Archives d’une lutte au présent

Vrije Keelbeek Libre et MaelstrÖm ReEvolution publient en coédition le récit des luttes menées par différents acteurs contre la construction d’une mégaprison à Haren. Archives, textes, tracts, interventions militantes, création d’une ZAD, Ni prison, ni béton. Contre la maxi-prison de Bruxelles et son monde retrace un combat toujours en cours. S’opposant à un projet de société corrélé à une vision sécuritaire et écophobe du monde, cette initiative citoyenne a mobilisé des habitants de Haren, des militants écologistes, des magistrats soucieux de dessiner un présent et un avenir aux antipodes des mesures étatiques dictant la bétonisation des sols et des esprits. Solidaire des ZAD, des mouvements de résistance qui, éclosant à travers le monde, s’opposent aux « grands projets inutiles et néfastes » imposés d’en haut, le collectif rassemble les voix de ceux et celles qui refusent de courber l’échine devant des choix de société générant d’irréversibles nuisances sociales et environnementales.

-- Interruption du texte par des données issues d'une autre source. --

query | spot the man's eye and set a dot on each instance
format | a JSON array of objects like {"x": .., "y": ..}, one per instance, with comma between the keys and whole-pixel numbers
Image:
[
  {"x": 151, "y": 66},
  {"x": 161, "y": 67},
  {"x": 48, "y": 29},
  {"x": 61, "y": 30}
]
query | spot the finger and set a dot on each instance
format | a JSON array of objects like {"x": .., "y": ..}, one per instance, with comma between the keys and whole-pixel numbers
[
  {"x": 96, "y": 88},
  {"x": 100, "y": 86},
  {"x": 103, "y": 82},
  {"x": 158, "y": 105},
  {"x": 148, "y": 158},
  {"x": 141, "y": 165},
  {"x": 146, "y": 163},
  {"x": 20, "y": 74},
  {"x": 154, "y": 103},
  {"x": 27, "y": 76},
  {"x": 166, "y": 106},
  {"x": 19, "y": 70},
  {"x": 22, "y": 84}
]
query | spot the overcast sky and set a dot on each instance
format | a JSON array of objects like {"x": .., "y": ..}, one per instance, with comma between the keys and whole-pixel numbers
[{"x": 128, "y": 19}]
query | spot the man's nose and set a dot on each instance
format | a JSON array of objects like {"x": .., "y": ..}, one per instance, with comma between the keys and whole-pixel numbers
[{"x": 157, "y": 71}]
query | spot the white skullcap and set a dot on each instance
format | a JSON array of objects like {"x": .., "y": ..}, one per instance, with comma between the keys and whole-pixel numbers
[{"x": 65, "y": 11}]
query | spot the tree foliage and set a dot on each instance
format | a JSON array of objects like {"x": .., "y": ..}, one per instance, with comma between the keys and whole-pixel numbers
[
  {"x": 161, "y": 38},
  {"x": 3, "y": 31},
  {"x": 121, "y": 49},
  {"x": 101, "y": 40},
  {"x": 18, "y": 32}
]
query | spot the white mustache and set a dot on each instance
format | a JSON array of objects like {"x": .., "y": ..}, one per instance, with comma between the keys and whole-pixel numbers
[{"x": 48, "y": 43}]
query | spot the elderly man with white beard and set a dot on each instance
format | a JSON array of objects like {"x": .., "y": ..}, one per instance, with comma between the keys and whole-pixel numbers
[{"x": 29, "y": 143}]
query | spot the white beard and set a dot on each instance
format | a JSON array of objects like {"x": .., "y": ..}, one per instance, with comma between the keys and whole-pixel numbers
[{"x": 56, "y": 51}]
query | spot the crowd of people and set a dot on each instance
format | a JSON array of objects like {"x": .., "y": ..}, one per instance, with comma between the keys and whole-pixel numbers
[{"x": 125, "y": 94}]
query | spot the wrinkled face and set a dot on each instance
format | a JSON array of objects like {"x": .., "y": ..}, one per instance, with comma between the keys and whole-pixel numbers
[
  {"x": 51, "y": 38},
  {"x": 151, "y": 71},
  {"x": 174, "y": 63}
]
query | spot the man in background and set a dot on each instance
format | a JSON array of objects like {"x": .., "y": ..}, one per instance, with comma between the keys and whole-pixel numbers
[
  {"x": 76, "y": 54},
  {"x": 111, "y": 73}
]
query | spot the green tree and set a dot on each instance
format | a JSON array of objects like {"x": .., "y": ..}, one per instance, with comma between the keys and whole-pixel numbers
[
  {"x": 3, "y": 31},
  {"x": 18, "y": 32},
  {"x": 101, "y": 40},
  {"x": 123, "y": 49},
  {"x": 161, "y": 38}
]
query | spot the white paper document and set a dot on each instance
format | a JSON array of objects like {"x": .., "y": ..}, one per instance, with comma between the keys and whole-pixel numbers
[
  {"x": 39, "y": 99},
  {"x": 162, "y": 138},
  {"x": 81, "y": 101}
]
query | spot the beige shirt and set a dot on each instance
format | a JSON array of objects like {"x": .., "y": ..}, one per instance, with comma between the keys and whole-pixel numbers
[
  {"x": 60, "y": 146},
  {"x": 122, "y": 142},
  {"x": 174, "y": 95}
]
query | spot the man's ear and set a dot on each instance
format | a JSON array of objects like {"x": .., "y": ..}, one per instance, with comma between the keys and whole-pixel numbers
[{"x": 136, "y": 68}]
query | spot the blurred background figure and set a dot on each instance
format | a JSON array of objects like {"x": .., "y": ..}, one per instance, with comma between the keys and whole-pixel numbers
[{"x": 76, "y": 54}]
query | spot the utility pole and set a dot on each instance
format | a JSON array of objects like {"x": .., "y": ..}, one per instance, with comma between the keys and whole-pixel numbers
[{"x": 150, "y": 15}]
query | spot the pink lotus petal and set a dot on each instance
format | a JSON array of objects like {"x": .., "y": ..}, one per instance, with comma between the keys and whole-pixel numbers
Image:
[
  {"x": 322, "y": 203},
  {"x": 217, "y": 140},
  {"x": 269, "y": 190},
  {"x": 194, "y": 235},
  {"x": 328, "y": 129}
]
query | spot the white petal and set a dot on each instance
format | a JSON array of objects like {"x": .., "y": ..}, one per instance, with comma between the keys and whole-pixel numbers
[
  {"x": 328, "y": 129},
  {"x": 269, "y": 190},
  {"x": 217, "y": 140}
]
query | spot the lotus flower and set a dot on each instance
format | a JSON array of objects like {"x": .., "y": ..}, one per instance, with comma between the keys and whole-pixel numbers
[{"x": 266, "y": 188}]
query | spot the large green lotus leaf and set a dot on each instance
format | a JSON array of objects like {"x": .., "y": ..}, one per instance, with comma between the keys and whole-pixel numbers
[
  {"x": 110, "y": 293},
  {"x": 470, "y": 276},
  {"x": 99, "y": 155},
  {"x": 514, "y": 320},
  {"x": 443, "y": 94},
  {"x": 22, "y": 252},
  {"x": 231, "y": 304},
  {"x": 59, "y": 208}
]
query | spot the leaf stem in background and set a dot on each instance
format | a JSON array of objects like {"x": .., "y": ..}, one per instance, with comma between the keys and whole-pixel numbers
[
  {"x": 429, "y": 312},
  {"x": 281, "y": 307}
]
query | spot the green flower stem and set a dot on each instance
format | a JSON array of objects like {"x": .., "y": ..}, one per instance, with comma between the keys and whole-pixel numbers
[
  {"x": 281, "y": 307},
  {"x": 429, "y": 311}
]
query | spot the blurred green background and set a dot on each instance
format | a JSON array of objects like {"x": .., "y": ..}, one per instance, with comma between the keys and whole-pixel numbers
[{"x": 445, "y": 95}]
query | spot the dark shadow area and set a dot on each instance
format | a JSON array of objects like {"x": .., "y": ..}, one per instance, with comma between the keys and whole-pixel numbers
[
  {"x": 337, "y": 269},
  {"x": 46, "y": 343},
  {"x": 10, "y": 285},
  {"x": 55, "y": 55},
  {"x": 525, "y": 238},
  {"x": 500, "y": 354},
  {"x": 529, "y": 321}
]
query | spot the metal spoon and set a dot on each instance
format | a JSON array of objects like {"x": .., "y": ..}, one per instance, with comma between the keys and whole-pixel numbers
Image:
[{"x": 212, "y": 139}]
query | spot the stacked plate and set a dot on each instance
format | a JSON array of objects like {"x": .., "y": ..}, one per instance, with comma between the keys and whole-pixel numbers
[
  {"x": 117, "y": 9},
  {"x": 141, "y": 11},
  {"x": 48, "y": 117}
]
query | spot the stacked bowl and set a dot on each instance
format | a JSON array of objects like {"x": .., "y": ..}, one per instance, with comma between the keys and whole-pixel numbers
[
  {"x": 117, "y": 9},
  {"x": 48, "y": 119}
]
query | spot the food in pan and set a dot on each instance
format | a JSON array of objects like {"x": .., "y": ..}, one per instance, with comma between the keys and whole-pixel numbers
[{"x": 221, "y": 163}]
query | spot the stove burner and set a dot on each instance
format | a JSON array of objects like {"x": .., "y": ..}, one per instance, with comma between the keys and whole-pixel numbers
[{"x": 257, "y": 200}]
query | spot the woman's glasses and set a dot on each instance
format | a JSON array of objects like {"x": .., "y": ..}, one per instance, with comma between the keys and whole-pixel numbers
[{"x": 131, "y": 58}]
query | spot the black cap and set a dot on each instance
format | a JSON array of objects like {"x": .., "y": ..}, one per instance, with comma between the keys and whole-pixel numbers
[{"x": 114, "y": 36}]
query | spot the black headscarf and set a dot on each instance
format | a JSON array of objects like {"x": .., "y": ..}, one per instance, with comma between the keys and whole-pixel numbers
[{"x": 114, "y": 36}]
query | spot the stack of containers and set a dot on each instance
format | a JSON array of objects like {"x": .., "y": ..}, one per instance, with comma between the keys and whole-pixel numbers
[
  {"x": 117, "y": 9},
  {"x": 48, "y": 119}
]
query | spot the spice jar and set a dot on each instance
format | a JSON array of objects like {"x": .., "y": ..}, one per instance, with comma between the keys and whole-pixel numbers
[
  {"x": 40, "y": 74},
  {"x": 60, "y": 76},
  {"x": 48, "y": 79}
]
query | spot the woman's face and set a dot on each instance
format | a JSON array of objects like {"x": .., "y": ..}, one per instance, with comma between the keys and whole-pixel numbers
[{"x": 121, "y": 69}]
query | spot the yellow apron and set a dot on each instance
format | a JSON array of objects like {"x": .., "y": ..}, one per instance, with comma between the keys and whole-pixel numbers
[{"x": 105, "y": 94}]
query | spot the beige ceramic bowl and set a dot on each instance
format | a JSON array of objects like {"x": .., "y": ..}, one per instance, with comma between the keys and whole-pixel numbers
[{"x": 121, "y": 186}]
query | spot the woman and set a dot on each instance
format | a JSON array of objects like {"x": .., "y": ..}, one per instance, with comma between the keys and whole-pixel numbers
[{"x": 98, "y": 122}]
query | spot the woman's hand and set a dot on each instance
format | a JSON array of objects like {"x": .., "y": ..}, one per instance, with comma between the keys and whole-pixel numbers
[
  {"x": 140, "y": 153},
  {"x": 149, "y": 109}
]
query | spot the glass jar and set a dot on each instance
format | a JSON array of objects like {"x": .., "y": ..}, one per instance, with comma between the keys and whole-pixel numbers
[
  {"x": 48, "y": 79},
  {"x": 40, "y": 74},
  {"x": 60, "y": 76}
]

Petit retour sur l’historique du collectif Vrije Keelbeek Libre, sa naissance, ses étapes que retracent leurs membres : « Nous avons entendu parler du projet de prison pour la première fois en 2009 quand l’échevin de l’urbanisme est venu rencontrer le comité des habitant.e.s de Haren. Au départ, le dispositif devait être implanté sur le site des anciennes usines Wanson et le comité n’y était pas opposé. C’est seulement en 2011, en recoupant des informations par hasard, puis lorsque l’appel d’offres a été lancé en 2012, que nous avons compris que tout le site du Keelbeek était menacé et que le complexe avait pris des proportions gargantuesques. C’est là que le comité de quartier a commencé à contacter des associations (le BRAL (1) et IEB (2)) et à interpeller le bourgmestre et la Régie des bâtiments. Les informations données par les pouvoirs publics étaient on ne peut plus laconiques et très vite les habitant.e.s se sont opposé.e.s au projet. À partir de là, les rencontres avec des militant.e.s anticarcéraux se sont multipliées. »

Convergence des combats

Sans étouffer leurs différences, les voix des riverains, les voix anti-carcérales se sont mêlées à celles des défenseurs de l’environnement. « La question de la défense des terres agricoles est arrivée en 2014 avec l’intervention des patatistes, qui a déclenché la première ZAD. Une vraie synergie très enthousiasmante s’est engagée avec des gens de divers horizons et diverses générations. Notre collectif, quant à lui, s’est structuré en 2017 afin de regrouper une variété d’acteurs et d’actrices (zadistes, habitant.e.s, militant.e.s associatif.ve.s, activiste.s, chercheurs et chercheuses) autour de ce livre. »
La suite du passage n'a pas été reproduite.